Saudi Aramco, the world's leading petroleum energy provider, has a long history in deploying reservoir sweep monitoring technologies to ensure maximum oil recovery efficiency at the desired production rates. Determination of the sweep efficiency and Remaining Oil Saturation (ROS) is important and sets the economical basis for future work-over and EOR projects.
Accurate determination of ROS, particularly in water flooded areas, is extremely difficult due to notable differences in salinity between the original (connate) water and injected water. To overcome this challenge, Saudi Aramco has adopted data acquisition programs that include in-situ measurements insensitive to water salinity and fluid displacement processes. These technologies include Nuclear Magnetic Resonance in Log-Inject-Log mode, Carbon/Oxygen, and Dielectric logs. Results from well logs are routinely calibrated with data from Wire-line formation testers and special core analysis. ROS results from the different methods are quality checked and integrated to produce reliable figures.
This presentation highlights Saudi Aramco's ROS acquisition programs, including limitations of these technologies. The presentation also discusses ongoing efforts to further reduce the uncertainties in future ROS measurements.

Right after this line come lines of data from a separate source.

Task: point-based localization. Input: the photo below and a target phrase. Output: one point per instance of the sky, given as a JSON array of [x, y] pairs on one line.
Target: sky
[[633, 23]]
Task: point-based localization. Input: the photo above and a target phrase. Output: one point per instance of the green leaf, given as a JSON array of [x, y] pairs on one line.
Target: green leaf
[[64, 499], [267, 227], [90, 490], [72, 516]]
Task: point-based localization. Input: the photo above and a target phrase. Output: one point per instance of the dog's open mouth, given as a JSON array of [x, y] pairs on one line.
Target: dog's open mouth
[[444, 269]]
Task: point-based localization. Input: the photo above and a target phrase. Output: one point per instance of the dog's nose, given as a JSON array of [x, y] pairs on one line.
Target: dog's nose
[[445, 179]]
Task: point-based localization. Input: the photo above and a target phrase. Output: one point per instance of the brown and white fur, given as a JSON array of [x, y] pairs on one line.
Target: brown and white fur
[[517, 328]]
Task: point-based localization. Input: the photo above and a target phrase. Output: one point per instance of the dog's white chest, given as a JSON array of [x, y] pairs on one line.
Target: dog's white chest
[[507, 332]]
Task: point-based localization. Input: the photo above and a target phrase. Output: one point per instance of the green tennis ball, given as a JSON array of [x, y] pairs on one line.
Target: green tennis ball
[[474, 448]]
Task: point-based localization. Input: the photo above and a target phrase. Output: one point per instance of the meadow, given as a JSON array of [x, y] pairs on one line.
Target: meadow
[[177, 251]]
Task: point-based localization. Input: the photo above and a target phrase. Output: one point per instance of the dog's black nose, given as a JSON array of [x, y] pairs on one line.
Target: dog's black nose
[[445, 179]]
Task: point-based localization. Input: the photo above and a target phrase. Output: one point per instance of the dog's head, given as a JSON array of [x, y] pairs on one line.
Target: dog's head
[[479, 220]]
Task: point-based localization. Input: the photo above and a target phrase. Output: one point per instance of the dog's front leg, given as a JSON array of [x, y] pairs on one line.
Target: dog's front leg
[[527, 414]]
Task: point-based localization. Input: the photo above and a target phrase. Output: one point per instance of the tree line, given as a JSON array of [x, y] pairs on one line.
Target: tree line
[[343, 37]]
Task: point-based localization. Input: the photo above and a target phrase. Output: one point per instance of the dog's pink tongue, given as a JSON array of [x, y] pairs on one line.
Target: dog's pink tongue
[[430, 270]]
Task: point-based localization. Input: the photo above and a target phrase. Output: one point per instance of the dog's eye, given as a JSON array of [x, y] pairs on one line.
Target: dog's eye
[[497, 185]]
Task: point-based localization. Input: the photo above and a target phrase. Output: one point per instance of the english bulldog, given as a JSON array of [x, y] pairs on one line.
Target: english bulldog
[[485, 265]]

Oil producing companies usually estimate the original volume of oil in place at time zero before they initiate production. After they start producing the oil, they routinely monitor the percentage of oil remaining. This remaining percentage at a given time is generally termed remaining oil saturation (ROS). This process continues until all the oil that can be produced through conventional methods, like waterflooding, has been achieved. At this time, the remaining oil is referred to as residual oil saturation (Sor). Notionally, the value of ROS can be as low as Sor; but usually it is greater.
At the microscopic scale, viscous and capillary forces are the main opposing forces, governing any immiscible displacement process. Displacement processes are carefully engineered to maximize viscous forces while minimizing capillary forces to enhance displacement efficiency and maximize oil recovery. These forces are largely dictated by interrelated reservoir attributes: wettability, pore structure and fluid dynamics. Much research has been done to investigate the fluid distributions and displacement mechanisms and the interplay of these attributes and forces at the microscopic level.
At the macroscopic level, reservoir structure and features, e.g., fault, fractures, barriers, strata forms, heterogeneities, make reservoirs geologically complex. Coupled with production/ injection fluid flow dynamics and effects of gravity, these multidimensional complexities dominate fluid movement within the reservoir and, therefore, result in complex fluid distributions, both vertically and laterally. A diagrammatic demonstration of the displacement process at both scales: microscopic and macroscopic, is presented in Fig. 1.